Cut Cold Starts with Minimum Instances in Function Compute - Function Compute

When a function receives its first request after a period of inactivity, Function Compute must initialize a new instance — a process known as a cold start that adds latency. Setting the minimum number of instances to a value greater than 0 keeps pre-allocated instances warm and eliminates cold start latency for latency-sensitive workloads. To handle traffic fluctuations automatically, configure elastic policies that scale the minimum number of instances up or down based on a schedule or metric thresholds.

Important

Pre-allocated instances are billed regardless of whether they are processing requests or idle. Active instances are charged at the active elastic instance rate; idle instances are charged at the idle elastic instance rate. For details, see Billing overview.

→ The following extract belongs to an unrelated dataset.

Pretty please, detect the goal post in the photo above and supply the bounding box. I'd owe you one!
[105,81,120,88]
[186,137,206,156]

Elastic policies can only be configured for a function alias or the LATEST version.

Set the minimum number of instances

Log on to the Function Compute console. In the left-side navigation pane, click Functions.
In the top navigation bar, select a region. On the Functions page, click Create Function.
On the Create Function page, go to the Elastic Configuration section and set the Minimum Number Of Instances parameter. Configure the remaining required parameters, then click Create.

Configure elastic policies

Elastic policies automatically adjust the minimum number of instances without manual intervention. Two policy types are supported: Scheduled Scaling and Threshold-based Scaling.

Note

When multiple auto scaling policies are active simultaneously, the system uses the highest Minimum Number Of Instances value across all active policies. For details, see How is the current minimum number of instances calculated?
While any elastic policy is active, the initial Minimum Number Of Instances value is ignored. When no policy is active, the minimum number of instances reverts to that initial value.

To configure an elastic policy:

On the function details page, click the Elastic Configuration tab. In the Elastic Policies section, click Edit in the row of the target policy.
In the Edit Elastic Policy panel, configure a Scheduled Scaling or Threshold-based Scaling policy.

Scheduled scaling

Scheduled scaling suits functions with predictable traffic patterns or known peak periods. At the scheduled times, the system adjusts the minimum number of instances; concurrent invocations beyond that minimum are handled automatically by on-demand elastic instances. For background on how scheduled scaling works, see Scheduled scaling.

The example above uses the Asia/Shanghai (UTC+8) time zone. The policy runs indefinitely, scaling out to 50 instances at 10:00 on weekdays (Monday through Friday) and scaling in to 5 instances at 22:00.

Threshold-based scaling

The system periodically samples metrics and scales the minimum number of instances when a threshold is crossed. For details, see Threshold-based scaling.

The metrics available depend on the function type:

CPU functions	GPU functions

CPU functions: monitor Instance Concurrency Utilization and Memory Utilization
GPU functions: monitor Instance Concurrency Utilization and GPU-related resource utilization metrics

The example above uses the Asia/Shanghai (UTC+8) time zone. The policy is active from 00:00 on July 15, 2025, to 00:00 on July 31, 2025, and tracks Instance Concurrency Utilization. When utilization exceeds 60%, the system scales out up to a maximum of 100 instances. When it falls below 60%, the system scales in to a minimum of 10 instances.

Periodic scaling with a CRON expression

For functions with regular, repeating patterns, use a CRON expression to define the scaling schedule precisely.

The example above uses the Asia/Shanghai (UTC+8) time zone. The minimum number of instances scales out to 10 at 10:00 every Monday and scales in to 1 at 22:00 every Friday.

Modify or delete an elastic policy

Log on to the Function Compute console. In the left-side navigation pane, choose Function Management > Elastic Policies. Find the target policy, then click Edit or Delete in the Actions column.

Important

Deleting an elastic policy for an alias releases all pre-allocated instances for that alias. The function then falls back to on-demand scaling, which may involve a cold start. For CPU-based functions, the average cold start time is typically hundreds of milliseconds, depending on application startup speed. For GPU-based functions, it can be several minutes, depending on model size and loading speed.

What's next

To cap the total number of running instances for a function, configure function quotas. If the number of running instances exceeds the configured limit, Function Compute returns a throttling error.